By Maame Esi Eshun, Southern Voices Network Scholar
Because of their limited participation in the sector, most women artisanal miners have insufficient technical knowledge of the mining market, lack adequate funding for business expansion, are not prioritized in employment and training opportunities, and are not involved in consultations preceding project implementation and decision-making along the mining value chain.1 The marginalization of women artisanal miners is mainly a reflection of existing gender inequalities, deeply rooted in traditional and cultural norms. Just as widespread cultural beliefs prevent women from extensively exploring their potential in mining, most statistics do not even count women as artisanal miners at all.2 Further, initiatives on conflict minerals—such as the Kimberly Process, OECD Due Diligence Guidance, and the Dodd-Frank Act’s Section 1502, among others—that focus on ensuring the mining value chain is conflict-free and curbing the human rights abuses associated with the exploitation and trade of conflict minerals frequently neglect to foreground women miners and involve their voices in the peacebuilding process.
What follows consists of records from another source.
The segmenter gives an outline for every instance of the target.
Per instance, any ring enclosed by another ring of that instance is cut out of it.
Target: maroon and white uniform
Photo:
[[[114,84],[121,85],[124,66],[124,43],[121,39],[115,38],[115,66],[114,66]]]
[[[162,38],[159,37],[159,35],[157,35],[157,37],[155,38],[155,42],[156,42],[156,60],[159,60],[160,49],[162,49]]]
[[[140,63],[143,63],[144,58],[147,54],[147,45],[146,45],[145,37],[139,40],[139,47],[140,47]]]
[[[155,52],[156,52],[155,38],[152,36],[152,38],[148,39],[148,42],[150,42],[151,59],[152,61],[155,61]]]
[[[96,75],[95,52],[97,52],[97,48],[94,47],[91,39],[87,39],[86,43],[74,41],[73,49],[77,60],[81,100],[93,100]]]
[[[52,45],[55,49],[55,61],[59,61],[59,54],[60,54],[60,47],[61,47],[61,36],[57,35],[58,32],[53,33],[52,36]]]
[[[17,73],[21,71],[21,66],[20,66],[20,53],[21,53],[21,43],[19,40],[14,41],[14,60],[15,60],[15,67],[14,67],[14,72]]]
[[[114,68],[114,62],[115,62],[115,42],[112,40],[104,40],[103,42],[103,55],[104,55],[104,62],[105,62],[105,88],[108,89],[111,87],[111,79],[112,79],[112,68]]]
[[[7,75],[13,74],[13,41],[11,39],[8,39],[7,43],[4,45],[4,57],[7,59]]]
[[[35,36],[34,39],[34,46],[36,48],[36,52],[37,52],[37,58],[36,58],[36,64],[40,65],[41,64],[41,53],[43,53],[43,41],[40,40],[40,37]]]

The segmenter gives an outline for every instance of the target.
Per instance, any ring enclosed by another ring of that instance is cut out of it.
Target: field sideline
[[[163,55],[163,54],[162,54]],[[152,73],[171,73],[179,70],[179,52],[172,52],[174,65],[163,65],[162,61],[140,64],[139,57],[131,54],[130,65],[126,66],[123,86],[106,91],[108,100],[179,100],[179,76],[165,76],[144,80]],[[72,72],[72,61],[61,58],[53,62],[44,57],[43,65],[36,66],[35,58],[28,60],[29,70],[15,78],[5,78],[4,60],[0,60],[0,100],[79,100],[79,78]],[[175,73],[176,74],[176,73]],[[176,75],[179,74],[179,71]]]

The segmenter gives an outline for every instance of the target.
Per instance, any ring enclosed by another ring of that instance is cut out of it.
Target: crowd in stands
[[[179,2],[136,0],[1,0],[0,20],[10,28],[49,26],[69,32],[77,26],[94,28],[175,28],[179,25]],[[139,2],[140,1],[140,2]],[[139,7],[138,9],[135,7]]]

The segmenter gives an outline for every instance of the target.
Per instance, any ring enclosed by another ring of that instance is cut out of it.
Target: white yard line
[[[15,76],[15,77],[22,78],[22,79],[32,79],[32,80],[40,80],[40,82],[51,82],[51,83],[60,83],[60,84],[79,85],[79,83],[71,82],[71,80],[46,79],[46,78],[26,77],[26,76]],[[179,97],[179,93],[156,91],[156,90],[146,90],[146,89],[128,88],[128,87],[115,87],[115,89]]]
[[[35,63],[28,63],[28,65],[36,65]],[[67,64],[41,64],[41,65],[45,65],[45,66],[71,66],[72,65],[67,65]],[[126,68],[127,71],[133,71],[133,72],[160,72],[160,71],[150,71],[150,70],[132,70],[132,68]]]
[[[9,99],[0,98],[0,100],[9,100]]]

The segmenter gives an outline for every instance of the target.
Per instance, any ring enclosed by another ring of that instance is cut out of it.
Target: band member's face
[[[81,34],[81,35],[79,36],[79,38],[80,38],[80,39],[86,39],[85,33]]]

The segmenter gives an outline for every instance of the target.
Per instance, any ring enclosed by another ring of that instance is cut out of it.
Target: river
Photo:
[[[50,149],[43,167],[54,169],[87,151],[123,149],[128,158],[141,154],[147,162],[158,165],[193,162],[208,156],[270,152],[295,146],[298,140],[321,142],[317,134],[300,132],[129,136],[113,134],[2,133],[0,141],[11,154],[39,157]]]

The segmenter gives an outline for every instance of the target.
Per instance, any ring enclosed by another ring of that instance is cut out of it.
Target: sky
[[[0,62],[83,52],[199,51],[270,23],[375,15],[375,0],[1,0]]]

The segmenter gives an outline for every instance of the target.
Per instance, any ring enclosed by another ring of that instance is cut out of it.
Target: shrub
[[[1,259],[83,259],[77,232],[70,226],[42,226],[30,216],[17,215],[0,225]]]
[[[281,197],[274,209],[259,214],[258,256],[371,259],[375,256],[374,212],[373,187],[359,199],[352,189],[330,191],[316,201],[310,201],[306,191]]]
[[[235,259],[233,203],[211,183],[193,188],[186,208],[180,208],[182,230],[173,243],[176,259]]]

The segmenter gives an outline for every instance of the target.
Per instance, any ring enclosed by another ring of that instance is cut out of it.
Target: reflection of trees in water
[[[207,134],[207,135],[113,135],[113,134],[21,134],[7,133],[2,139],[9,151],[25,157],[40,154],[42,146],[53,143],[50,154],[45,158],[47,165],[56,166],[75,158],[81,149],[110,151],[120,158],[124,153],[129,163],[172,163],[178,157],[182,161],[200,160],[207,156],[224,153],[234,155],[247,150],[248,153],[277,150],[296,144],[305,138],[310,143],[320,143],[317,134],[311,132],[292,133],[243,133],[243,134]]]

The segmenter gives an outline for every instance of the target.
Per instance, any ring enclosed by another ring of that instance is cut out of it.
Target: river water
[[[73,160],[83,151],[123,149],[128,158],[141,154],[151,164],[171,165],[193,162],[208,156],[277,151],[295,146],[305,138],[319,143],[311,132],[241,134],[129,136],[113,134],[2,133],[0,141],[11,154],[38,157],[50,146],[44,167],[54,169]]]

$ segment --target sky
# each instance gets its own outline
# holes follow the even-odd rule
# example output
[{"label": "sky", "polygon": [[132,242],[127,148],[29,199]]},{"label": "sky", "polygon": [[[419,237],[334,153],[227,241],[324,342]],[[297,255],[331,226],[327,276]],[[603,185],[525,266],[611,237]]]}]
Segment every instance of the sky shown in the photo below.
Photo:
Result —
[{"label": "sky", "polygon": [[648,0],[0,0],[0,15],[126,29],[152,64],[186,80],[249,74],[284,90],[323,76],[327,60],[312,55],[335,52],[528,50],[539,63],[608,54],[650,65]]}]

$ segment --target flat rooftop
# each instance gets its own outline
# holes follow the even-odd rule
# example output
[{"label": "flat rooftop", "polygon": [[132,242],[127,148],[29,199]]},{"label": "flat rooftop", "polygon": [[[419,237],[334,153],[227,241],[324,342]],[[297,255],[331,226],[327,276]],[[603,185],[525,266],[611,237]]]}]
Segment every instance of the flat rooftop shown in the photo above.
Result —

Failure to address these challenges and allow women to fully take advantage of the opportunities available to them in artisanal mining risks perpetuating inequalities and deepening grievances linked to natural resource rights, access, and control, which can be powerful catalysts for war and violence.3 To ensure artisanal mining becomes a sustainable economic opportunity for both men and women, there is an urgent need to formalize artisanal mining operations. Formalization means bringing the sector under an appropriate policy and legal framework, with enforced legal requirements. A legal framework for artisanal mining will ensure effective and efficient allocation of resource rights and access to land and minerals to miners, which can reduce restrictions on the participation of women artisanal miners.